Première bataille remportée par la filière. Après des débats assez vifs dans l’hémicycle du Palais-Bourbon, les députés ont finalement voté, le 6 octobre, en faveur du projet de loi relatif aux conditions de mise sur le marché de certains produits phytopharmaceutiques en cas de danger sanitaire. Ce texte, soutenu par le ministre de l’Agriculture, Julien Denormandie, vise à réintroduire, de manière temporaire et encadrée, les néonicotinoïdes dans l’enrobage des semences de betteraves, afin de lutter contre la jaunisse transmise par les pucerons verts. Le projet de loi va permettre de recourir à l’article 53 du règlement (CE) n° 1107/2009 du Parlement européen et du Conseil de l’Union européenne du 21 octobre 2009, qui donne la possibilité aux États d’accorder une dérogation à l’interdiction de l’utilisation des néonicotinoïdes.

Record de votes contre chez LREM

Sur 527 votants, 471 suffrages ont éte exprimés et 313 députés ont voté en faveur du texte. Seuls 158 élus ont voté contre. Au sein du groupe La République en marche (LREM), seulement 175 de ses membres, sur 271, ont voté pour. 36 se sont abstenus et 32 ont voté contre, soit un nombre record depuis le début du quinquennat d’Emmanuel Macron. Chez Les Républicains (LR), sur 104 députés, 67 ont voté pour, 21 contre et 9 se sont abstenus. « Malgré un certain nombre de votes contre, notamment de la part de députés de la région Auvergne-Rhône-Alpes, Christian Jacob a réussi à rassembler son parti sur ce projet de loi. C’est en grande partie grâce aux voix des Républicains que le texte a pu être adopté à l’Assemblée nationale », explique Antoine Berthault-Barrenechea, consultant chez Séance publique, cabinet qui conseille la filière betterave-sucre.

Le rôle de conseil de surveillance précisé

Parmi les huit amendements adoptés dans l’hémicycle, sept précisent les attributions du conseil de surveillance, qui sera chargé du respect de la loi.

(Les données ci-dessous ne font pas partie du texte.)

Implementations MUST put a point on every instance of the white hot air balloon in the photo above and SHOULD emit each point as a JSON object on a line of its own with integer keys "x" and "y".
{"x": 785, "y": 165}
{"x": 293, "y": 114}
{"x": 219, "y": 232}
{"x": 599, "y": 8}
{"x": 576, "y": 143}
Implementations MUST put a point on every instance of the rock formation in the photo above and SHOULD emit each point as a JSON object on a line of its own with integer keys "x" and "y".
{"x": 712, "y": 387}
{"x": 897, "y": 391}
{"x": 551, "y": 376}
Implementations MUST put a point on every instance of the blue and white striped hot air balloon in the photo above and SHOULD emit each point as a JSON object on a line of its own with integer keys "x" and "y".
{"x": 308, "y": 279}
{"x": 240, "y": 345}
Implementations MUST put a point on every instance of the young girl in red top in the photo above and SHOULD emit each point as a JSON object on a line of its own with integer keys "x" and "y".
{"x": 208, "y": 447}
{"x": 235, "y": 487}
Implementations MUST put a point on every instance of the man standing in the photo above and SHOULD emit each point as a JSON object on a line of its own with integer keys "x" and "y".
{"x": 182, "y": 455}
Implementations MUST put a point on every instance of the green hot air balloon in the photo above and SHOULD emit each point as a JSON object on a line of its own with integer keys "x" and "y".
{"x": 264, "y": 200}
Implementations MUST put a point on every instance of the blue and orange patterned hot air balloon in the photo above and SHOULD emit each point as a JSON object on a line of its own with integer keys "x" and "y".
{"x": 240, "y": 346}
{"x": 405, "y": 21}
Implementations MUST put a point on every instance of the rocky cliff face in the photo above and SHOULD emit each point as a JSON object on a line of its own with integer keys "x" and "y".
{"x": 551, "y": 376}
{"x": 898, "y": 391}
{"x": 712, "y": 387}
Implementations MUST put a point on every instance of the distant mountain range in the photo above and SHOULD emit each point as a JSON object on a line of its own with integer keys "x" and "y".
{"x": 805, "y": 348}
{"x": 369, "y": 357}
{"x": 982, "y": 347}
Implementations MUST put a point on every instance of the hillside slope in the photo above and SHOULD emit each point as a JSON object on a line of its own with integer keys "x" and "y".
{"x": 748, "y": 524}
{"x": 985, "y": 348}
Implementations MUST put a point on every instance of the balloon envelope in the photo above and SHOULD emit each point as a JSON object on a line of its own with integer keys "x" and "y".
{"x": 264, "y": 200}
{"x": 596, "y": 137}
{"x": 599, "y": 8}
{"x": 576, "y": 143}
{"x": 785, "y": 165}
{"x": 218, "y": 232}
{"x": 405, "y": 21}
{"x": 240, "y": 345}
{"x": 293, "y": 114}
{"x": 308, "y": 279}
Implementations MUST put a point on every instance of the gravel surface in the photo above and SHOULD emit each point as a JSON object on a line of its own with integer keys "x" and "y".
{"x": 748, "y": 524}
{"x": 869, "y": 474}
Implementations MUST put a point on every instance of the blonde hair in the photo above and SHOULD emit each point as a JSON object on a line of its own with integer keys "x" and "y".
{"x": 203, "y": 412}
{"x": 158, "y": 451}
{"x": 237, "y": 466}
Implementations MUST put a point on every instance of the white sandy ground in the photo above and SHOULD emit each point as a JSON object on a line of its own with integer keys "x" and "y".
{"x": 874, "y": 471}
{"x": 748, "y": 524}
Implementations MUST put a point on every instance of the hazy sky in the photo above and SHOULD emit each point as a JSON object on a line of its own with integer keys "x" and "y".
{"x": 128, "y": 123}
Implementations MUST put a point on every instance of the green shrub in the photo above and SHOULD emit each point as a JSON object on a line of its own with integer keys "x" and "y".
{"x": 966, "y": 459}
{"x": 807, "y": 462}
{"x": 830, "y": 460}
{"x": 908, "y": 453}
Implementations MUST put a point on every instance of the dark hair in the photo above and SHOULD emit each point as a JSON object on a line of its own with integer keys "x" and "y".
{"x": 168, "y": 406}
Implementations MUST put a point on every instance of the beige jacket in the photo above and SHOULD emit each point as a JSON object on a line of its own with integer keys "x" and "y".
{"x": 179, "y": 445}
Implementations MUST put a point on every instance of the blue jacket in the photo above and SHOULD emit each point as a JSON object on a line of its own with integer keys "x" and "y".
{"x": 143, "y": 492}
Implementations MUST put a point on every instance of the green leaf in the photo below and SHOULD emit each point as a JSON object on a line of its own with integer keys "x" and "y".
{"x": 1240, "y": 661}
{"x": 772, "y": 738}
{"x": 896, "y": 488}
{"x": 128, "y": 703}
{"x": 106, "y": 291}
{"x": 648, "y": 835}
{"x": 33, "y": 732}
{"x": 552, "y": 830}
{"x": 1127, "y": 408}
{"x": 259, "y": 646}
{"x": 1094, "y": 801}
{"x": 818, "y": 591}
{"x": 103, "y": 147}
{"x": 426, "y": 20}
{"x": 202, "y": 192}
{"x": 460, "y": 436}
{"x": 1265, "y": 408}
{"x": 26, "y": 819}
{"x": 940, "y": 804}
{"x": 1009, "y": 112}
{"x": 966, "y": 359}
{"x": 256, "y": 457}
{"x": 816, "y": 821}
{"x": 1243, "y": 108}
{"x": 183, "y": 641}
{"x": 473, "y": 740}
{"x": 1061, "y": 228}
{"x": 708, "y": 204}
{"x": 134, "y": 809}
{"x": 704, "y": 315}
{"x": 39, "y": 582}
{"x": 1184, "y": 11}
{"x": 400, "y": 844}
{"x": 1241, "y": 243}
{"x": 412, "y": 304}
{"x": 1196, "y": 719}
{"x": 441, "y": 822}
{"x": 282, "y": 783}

Celui-ci sera constitué de quatre députés et quatre sénateurs, avec « une juste représentation des parlementaires de l’opposition ». Un des membres de chaque chambre devra faire partie de l’Office parlementaire d’évaluation des choix scientifiques et technologiques (Opecst). Ce conseil de surveillance sera composé également du délégué interministériel de la filière sucre, et de représentants des ministères de l’Environnement et de l’Agriculture, du Conseil économique social et environnemental (Cese), d’associations environnementales, de syndicats agricoles, des filières de transformation de la filière sucre, de l’Institut technique de la betterave (ITB), de l’Institut technique et scientifique de l’apiculture et de la pollinisation (ITSAP), et d’établissements publics de recherche, comme l’Inrae. Son organisation détaillée et son fonctionnement seront fixés par décret.

Ce vote a été une satisfaction pour la filière betterave-sucre. « L’adoption de ce projet de loi par l’Assemblée nationale constitue une étape importante dans le processus conduisant à la possible utilisation, en 2021, des néonicotinoïdes pour protéger les betteraves des pucerons et de la jaunisse. Cette possibilité dérogatoire est essentielle pour réussir la transition dans les trois ans qui viennent, en s’appuyant sur la mise en œuvre à la fois du plan de prévention de la filière et du plan de recherche ITB/Inrae », s’est félicité Franck Sander, le président de la CGB.

Au Sénat le 20 octobre

Après cette première étape réussie, le texte doit désormais être examiné au Sénat : d’abord, le 20 octobre, par la commission du développement durable pour avis, puis, le 21 octobre, par la commission des affaires économiques, saisie au fond. Le vote en séance publique devrait avoir lieu le 27 octobre, avant l’ultime étape, le passage devant la commission mixte paritaire (CMP) au cours des jours suivants. « Rien n’est assuré d’avance, même si la droite et le centre ont renforcé leur majorité au Sénat à la suite des élections sénatoriales du 27 septembre », estime Antoine Berthault-Barrenechea. La création très récente d’un groupe baptisé “Écologiste, solidarité et territoires” pourrait, en effet, donner du fil à retordre aux défenseurs du texte, à commencer par Sophie Primas, rapporteur pour la commission des affaires économiques. « Il sera intéressant de suivre les débats en commissions. Le texte pourrait demeurer inchangé, éventuellement être enrichi, voire simplifié », ajoute Antoine Berthault-Barrenechea. Réponse dans quelques jours.